From April 2002 to December 2004, 28,000 users reported side effects from the patch. In 2005, the first death was publicly linked to the patch by a medical examiner after a college student with a headache and leg pain died on her way to the hospital. The autopsy revealed that a blood clot in her leg had migrated to her lungs. The first nationwide class-action lawsuit against manufacturer Ortho-McNeil and parent company Johnson & Johnson was then launched.

Most of the pending suits claim that Johnson & Johnson did not properly test the patch or sufficiently warn of the associated safety concerns. The lawsuits claim the manufacturers knew about health concerns from negative clinical trial results published well before the patch went to market but downplayed the risks.
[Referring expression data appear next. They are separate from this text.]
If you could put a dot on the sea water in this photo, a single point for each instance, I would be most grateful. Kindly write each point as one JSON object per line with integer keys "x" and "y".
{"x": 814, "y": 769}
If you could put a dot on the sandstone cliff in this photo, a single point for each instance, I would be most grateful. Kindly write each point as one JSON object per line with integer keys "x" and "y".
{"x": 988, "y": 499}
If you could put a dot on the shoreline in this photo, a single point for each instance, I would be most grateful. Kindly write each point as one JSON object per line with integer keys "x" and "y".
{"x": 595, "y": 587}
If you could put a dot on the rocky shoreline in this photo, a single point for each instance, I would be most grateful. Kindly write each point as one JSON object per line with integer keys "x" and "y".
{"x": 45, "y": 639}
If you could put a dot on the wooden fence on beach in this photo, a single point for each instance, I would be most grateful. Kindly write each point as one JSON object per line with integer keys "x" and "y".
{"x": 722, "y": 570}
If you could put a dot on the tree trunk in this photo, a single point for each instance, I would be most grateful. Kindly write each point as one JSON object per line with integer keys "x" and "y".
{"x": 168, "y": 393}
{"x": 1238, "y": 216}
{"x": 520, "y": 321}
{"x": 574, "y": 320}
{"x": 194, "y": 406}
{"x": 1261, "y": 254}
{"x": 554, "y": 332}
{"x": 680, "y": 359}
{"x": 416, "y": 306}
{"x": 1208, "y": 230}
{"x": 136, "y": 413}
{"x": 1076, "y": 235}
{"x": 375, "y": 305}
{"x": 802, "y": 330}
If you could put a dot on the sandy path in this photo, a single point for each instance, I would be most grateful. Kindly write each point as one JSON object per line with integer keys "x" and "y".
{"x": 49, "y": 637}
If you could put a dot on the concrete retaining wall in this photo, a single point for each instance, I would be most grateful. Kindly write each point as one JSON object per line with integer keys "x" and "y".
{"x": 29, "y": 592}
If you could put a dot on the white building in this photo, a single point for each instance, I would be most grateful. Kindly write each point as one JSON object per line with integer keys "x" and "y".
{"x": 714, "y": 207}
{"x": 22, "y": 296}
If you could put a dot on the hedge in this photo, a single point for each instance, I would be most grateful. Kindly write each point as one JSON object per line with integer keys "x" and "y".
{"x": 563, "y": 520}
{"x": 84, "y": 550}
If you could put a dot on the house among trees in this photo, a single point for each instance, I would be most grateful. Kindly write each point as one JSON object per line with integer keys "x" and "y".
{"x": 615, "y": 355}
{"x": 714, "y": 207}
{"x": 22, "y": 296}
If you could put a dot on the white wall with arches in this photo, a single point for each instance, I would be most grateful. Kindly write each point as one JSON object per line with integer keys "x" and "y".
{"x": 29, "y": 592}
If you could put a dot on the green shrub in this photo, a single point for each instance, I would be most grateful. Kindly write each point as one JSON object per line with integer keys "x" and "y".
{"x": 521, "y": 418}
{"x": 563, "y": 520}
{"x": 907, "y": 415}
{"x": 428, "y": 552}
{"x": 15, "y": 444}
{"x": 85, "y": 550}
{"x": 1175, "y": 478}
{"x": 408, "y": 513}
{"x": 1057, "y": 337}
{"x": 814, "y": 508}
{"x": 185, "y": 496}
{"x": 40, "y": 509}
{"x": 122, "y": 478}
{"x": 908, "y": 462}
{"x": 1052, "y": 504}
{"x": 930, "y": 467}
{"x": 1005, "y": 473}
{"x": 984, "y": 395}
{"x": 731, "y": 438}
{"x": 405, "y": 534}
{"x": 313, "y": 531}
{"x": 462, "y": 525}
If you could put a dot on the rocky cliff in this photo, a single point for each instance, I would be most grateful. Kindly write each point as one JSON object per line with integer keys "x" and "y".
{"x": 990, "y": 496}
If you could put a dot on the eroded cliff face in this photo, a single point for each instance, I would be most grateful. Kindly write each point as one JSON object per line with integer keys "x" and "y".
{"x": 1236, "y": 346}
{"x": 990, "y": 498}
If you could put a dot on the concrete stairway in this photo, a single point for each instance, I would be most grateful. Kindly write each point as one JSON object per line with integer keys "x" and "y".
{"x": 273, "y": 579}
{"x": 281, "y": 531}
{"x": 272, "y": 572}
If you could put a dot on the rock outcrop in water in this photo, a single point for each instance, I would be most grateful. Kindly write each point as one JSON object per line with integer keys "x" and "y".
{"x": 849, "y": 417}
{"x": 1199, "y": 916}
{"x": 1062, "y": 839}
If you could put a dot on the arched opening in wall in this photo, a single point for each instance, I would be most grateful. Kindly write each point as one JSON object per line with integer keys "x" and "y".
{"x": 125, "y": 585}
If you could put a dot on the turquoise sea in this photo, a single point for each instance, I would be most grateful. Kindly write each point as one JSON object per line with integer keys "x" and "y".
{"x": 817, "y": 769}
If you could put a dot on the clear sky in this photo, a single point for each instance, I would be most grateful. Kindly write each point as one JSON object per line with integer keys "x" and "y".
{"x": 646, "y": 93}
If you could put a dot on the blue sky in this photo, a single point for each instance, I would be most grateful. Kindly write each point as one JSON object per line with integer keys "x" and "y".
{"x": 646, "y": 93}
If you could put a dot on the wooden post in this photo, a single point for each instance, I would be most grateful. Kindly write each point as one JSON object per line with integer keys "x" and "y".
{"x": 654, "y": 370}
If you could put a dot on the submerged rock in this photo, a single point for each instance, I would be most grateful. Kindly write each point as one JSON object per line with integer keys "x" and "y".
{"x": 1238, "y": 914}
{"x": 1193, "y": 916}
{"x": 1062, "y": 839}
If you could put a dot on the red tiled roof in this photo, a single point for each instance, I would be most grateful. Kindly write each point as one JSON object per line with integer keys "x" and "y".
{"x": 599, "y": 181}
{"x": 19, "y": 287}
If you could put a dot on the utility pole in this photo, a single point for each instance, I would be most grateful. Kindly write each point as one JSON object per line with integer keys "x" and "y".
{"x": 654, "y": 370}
Johnson & Johnson and Ortho-McNeil deny knowledge about health and safety problems related to the patch. CBS News, however, reported in November 2005 that internal corporate records from April 2002 to December 2004 demonstrate that Johnson & Johnson had knowledge of approximately 500 incidents of serious side effects associated with the patch.

In recent months, Johnson & Johnson has been settling cases and seeking court approval to seal the court records pursuant to confidentiality orders. In May 2006, a corporate attorney announced that the company is prepared to settle with all plaintiffs who were hospitalized for adverse effects from the patch.

Women of all ages are at risk, but women between the ages of 14 and 35 have the greatest chance of stroke or death. There does not appear to be any predictable duration of use before manifestation of negative side effects. Some victims used the patch for several months while others used it for only a few weeks.

The Ortho Evra patch is a 1 ¾-inch, multilayer square contraceptive that adheres to the skin and releases the hormones progestin and estrogen into the blood stream. The patch became popular because of its convenient once-a-week application; however, the synthetic estrogen released by the patch is known to increase blood coagulation.

In 2005, the Food and Drug Administration warned that the patch’s delivery method may cause clots and that it delivers 60 percent more estrogen than the birth control pill. The Associated Press reported in November 2005 that an internal Ortho-McNeil memo written in 2003 showed that the corporation refused to pay for a comparative study of the relative safety between different methods of delivery because there was too high of a chance that the study would be negative on the patch over the pill.

The clots reported typically form in the calves then break loose and travel to other parts of the body where they lodge and eventually cut off the blood supply. The FDA forced Ortho-McNeil to use the highest “black box” warning, a warning that means the product is capable of causing severe or fatal side effects. The federal government has not yet been persuaded to issue a recall; however, many doctors are recommending that women stop using the Ortho Evra patch.